Nie ma rankingu, nie ma rywalizacji w cyklu.

Zawarcie w regulaminie punktu, o którym mowa powyżej  będzie moim zdaniem świadczyło o postawie niegodnej organizatora w stosunku do zaangażowania uczestników Ligi (koni, trenerów, zawodników, klubów i innych), bo my wszyscy wkładamy wysiłek w przygotowanie się do zawodów, a rywalizacja w rankingu jest głównym motywem udziału w Lidze.

Jeśli z jakichkolwiek przyczyn losowych np. kontuzja konia, awaria samochodu, choroba zawodnika, itp. czy nielosowych  np. ocena że podłoże nie nadaje się do bezpiecznych skoków (w Słupnie kilkakrotnie zawody były odwoływane lub przerywane w związku z podłożem*) jako zawodnik podejmę decyzję o nieuczestniczeniu w finale, a konsekwencją będzie brak prawa do uczestniczenia w dekoracji klasyfikacji generalnej – to jest to wyraz braku szacunku do pracy włożonej przez cały zespół współpracujący z parą koń-jeździec – są to nie tylko jeźdźcy, ale też trenerzy, luzacy, rodzice, sponsorzy.

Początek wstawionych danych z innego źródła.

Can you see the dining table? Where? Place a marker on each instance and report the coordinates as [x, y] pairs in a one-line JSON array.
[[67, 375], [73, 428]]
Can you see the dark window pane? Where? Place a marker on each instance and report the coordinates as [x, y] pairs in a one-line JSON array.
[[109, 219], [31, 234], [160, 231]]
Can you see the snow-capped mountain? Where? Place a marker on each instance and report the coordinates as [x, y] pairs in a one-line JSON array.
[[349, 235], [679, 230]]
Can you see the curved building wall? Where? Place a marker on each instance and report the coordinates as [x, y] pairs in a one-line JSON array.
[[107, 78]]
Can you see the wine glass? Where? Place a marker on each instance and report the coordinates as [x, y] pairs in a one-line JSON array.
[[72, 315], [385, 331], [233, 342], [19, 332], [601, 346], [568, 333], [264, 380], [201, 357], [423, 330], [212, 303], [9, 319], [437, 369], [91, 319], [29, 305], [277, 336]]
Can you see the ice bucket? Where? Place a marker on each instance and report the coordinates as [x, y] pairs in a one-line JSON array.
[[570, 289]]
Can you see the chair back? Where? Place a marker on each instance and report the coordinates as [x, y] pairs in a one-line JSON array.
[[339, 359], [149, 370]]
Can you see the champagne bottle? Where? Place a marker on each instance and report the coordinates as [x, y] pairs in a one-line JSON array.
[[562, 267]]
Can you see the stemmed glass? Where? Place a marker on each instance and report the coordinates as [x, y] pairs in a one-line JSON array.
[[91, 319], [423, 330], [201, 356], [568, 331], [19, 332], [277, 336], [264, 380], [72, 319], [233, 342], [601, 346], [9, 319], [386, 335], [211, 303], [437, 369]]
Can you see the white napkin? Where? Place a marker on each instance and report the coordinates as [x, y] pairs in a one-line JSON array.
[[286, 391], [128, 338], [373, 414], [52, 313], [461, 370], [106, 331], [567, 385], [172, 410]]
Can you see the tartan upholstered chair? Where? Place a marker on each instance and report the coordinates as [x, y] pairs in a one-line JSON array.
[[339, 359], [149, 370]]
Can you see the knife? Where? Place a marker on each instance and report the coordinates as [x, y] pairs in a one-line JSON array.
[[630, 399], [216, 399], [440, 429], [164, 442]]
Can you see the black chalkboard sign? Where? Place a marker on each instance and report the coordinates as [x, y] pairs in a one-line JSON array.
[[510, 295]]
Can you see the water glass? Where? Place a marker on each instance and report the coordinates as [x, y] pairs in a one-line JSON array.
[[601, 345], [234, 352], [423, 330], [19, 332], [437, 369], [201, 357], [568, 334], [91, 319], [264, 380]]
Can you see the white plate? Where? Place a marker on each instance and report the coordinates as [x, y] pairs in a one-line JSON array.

Na koniec chcę jeszcze dodać, że my - zawodnicy współtworzymy Ligę i mamy prawo(!) wpływać na kierunek rozwoju tego przedsięwzięcia – ja swój głos zabrałam.

Z wyrazami szacunku
Olga Grabowska

 

* - zgodnie z Kodeksem Postępowania z Koniem (pkt III) mamy obowiązek w trosce o dobro konia  „zwracać szczególną uwagę na teren zawodów, stan techniczny podłoża”.